Purpose : The transcription factor CEBPG (C/EBPγ) plays a key role in the integrated stress response in partnership with ATF4. Mice lacking CEBPG have reduced body size and microphthalmia. We recently observed expression of Cebpg in zebrafish lens, but no previous studies have examined its lenticular role. Therefore, we are using zebrafish as a model system to examine the impact of Cebpg loss on lens development.

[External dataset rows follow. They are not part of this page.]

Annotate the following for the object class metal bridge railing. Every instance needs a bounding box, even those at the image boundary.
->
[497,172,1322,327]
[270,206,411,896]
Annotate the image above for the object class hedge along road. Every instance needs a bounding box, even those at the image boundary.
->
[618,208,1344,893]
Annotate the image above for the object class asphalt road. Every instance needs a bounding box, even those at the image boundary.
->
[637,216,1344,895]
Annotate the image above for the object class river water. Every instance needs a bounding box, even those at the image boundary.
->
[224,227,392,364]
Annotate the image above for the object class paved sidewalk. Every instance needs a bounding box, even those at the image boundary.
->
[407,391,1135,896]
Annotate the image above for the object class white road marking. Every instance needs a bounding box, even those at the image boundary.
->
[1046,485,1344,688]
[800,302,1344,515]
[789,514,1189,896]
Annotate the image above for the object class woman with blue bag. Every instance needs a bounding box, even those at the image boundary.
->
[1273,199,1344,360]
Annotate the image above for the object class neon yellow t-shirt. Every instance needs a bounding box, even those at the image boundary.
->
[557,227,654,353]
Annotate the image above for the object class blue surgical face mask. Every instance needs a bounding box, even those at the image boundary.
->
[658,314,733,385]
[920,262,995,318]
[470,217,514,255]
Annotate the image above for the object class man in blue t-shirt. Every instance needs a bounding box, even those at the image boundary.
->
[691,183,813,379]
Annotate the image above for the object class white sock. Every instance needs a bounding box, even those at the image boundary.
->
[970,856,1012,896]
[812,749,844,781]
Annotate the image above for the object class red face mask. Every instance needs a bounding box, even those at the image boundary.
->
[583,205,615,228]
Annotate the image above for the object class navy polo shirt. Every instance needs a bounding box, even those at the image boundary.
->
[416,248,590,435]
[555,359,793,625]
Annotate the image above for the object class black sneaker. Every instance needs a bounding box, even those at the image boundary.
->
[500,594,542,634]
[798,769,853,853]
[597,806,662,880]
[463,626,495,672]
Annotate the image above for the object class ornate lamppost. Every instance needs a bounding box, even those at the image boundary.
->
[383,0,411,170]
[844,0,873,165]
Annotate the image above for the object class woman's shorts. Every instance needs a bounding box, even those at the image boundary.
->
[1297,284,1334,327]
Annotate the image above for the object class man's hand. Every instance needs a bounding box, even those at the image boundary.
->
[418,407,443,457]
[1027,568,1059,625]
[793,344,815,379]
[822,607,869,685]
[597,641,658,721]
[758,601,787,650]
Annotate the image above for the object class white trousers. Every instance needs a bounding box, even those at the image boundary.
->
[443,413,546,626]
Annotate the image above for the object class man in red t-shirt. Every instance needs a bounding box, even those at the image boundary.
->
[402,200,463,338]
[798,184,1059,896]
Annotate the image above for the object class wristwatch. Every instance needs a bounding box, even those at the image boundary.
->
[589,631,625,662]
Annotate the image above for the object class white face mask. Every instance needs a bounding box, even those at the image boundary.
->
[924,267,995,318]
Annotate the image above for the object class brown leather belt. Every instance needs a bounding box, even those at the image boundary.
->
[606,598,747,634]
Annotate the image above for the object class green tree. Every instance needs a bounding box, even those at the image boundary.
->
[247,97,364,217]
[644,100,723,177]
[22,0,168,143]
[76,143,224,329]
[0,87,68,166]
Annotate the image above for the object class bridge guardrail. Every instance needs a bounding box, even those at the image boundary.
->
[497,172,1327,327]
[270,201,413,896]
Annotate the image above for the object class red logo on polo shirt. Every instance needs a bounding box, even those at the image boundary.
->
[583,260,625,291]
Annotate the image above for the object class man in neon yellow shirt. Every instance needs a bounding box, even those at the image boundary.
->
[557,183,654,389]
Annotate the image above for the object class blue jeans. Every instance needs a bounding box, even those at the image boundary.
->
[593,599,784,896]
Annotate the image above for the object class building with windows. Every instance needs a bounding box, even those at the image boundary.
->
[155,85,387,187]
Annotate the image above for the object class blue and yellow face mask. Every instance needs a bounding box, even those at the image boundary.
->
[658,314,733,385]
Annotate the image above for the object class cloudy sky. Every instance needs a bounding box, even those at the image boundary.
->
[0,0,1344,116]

Methods : We used three gRNAs to target Cas9 double stranded cleavage in exons 2 and 3 of the cebpg gene and confirmed site damage using head loop PCR. Lenses of crispant and control-injected larvae were live-imaged using DIC optics at 3 days post fertilization (dpf) and cryosections were stained with DAPI to assess the loss of fiber cell nuclei. We used RT-qPCR to measure the expression of genes either known to be regulated by Cebpg (slc7a11) or involved in oxidative stress response (hmox1a).

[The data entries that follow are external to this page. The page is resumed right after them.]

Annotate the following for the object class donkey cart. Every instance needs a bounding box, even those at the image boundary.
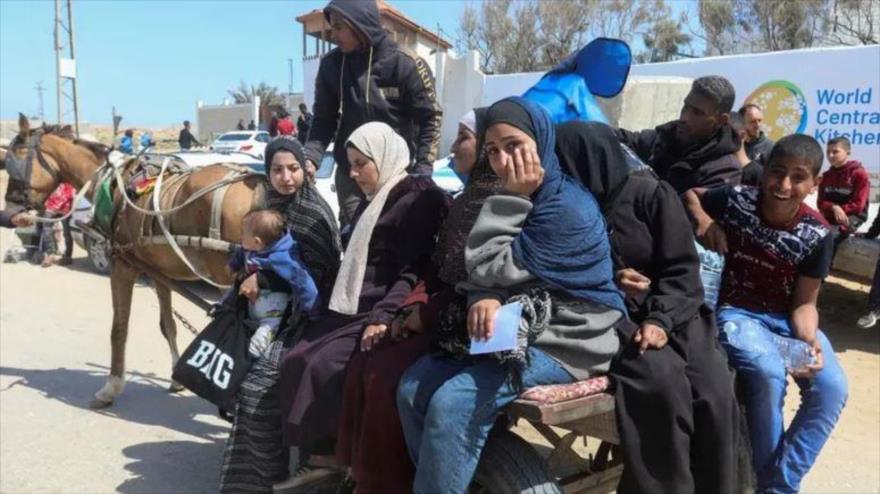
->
[471,376,623,494]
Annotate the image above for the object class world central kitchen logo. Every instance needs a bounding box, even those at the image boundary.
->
[746,81,880,146]
[746,81,807,141]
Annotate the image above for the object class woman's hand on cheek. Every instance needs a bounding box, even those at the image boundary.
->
[504,146,544,197]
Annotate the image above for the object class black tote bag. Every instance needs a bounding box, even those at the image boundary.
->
[172,297,254,410]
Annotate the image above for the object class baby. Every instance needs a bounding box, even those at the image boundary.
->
[229,209,318,357]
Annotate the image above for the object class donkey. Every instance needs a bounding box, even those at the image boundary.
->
[6,114,266,408]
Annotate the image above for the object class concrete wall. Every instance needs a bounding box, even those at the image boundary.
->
[303,45,691,156]
[195,98,260,144]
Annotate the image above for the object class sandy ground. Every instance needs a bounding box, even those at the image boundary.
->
[0,221,880,493]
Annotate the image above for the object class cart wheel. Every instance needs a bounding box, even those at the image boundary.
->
[83,235,110,274]
[469,427,562,494]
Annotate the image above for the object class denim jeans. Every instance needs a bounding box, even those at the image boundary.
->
[868,259,880,310]
[397,348,574,494]
[718,305,847,493]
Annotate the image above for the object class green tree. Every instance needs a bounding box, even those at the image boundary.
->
[456,0,691,73]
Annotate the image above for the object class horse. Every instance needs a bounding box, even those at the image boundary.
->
[6,114,267,408]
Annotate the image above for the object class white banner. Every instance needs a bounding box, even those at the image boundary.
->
[631,45,880,173]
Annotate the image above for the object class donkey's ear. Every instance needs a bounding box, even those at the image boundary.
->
[18,113,31,136]
[58,124,76,141]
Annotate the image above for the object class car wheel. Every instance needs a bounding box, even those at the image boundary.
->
[85,235,111,274]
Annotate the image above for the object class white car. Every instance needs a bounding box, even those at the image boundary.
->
[210,130,270,159]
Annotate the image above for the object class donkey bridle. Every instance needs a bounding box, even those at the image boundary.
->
[6,130,62,209]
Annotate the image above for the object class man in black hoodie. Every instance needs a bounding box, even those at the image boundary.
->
[305,0,442,227]
[617,76,742,194]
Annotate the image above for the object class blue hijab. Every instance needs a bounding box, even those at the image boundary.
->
[485,96,626,314]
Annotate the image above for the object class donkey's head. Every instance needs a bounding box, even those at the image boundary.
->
[5,113,109,209]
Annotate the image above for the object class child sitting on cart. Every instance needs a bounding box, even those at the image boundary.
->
[229,209,319,357]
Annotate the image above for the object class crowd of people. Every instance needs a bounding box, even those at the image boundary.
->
[205,1,865,493]
[0,0,868,493]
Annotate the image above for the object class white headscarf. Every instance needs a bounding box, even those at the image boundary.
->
[458,110,477,134]
[330,122,409,315]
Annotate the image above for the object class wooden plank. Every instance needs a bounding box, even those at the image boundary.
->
[559,465,623,494]
[505,393,614,425]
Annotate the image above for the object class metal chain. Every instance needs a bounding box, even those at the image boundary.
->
[171,307,199,335]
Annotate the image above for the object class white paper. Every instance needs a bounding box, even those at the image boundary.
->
[471,302,522,355]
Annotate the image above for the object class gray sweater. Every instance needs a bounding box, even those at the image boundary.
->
[456,195,623,379]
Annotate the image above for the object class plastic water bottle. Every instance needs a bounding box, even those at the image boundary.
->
[722,319,816,371]
[696,242,724,310]
[771,333,816,371]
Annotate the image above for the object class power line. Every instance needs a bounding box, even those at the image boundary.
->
[34,81,46,122]
[55,0,79,136]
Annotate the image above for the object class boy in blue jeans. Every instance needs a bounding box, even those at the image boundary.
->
[685,135,847,493]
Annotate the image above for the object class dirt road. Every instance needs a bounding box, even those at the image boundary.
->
[0,223,880,493]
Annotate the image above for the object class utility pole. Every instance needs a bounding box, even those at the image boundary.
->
[55,0,79,136]
[34,81,46,122]
[287,58,293,96]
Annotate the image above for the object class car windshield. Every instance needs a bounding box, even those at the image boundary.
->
[217,134,251,141]
[315,153,333,178]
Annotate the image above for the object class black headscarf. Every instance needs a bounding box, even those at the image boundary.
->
[433,107,502,285]
[480,99,538,144]
[263,136,306,171]
[265,136,342,308]
[556,121,630,211]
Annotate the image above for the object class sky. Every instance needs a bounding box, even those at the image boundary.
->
[0,0,470,127]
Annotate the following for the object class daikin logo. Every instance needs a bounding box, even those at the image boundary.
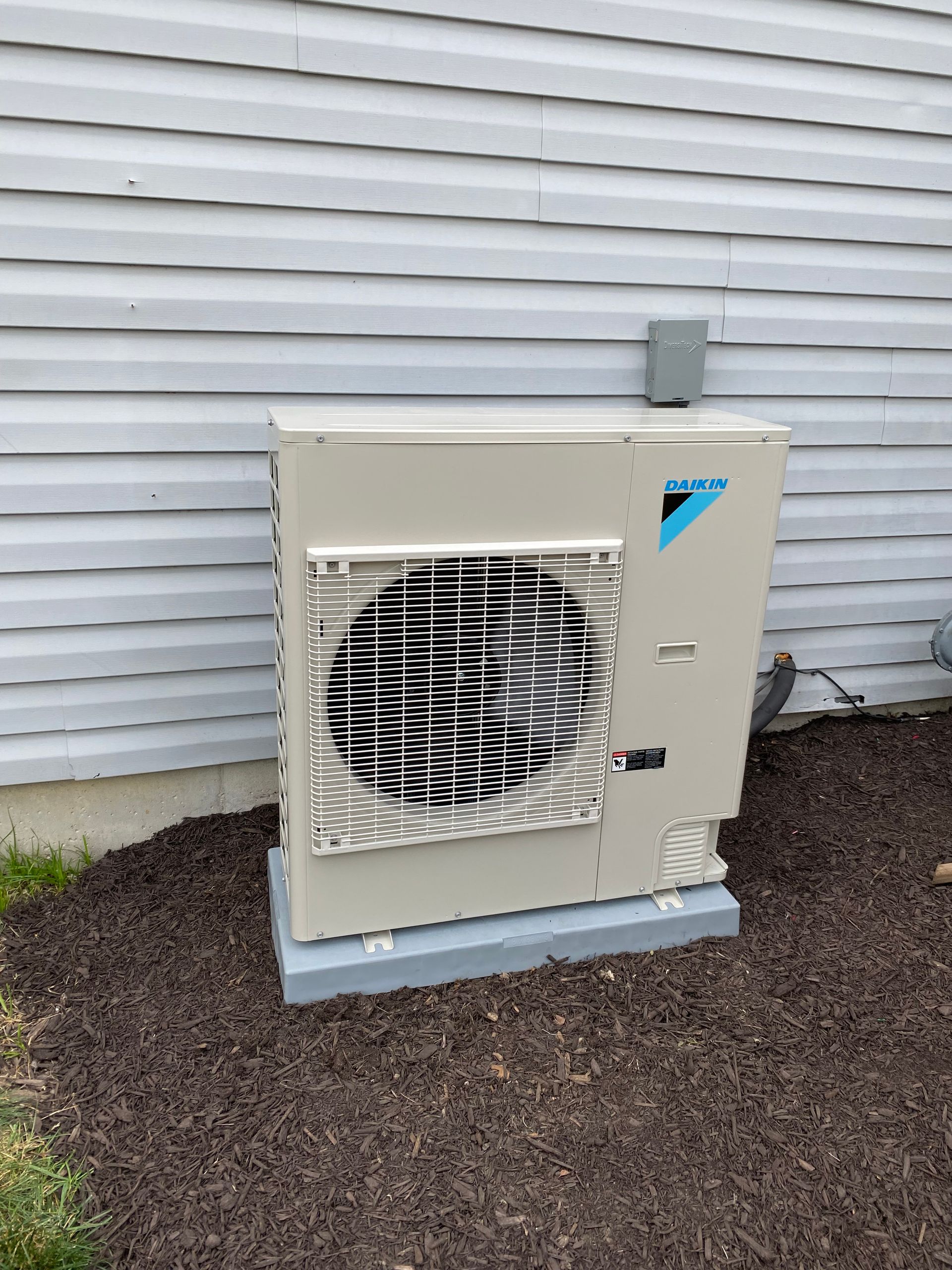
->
[657,476,727,551]
[664,476,727,494]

Results : Approximately 75% of cebpg crispant larvae had abnormal lenses at 3 dpf, compared to 10% of control larvae. Defects ranged from subtle separations between fiber cells and small pocketing, to severe disruption throughout the center of the lens. DAPI staining of frontal sections through crispant larvae showed typical removal of fiber cell nuclei, although some lenses retained speckling of DAPI fluorescence within the fiber cell region. cebpg crispant lenses were significantly smaller than controls at 3 dpf, but not smaller as a proportion of body length, which was also reduced in crispants. Preliminary RT-qPCR analysis showed an increase in hmox1a mRNA but reduction in slc7a11 mRNA in crispant larvae, similar to published findings in a Cebpg knockout mouse. Expression of atf4a in crispants was unchanged.

Conclusions : Our data show that damaging cebpg causes severe defects in the zebrafish lens, although crispant fish do not appear to show the microphthalmia reported in a Cebpg mouse knockout. Similar changes in gene expression suggest that the mechanisms of Cebpg function are conserved between zebrafish and mouse. We plan to use this new model to investigate the role that Cebpg plays in lens stress response.

This abstract was presented at the 2024 ARVO Annual Meeting, held in Seattle, WA, May 5-9, 2024.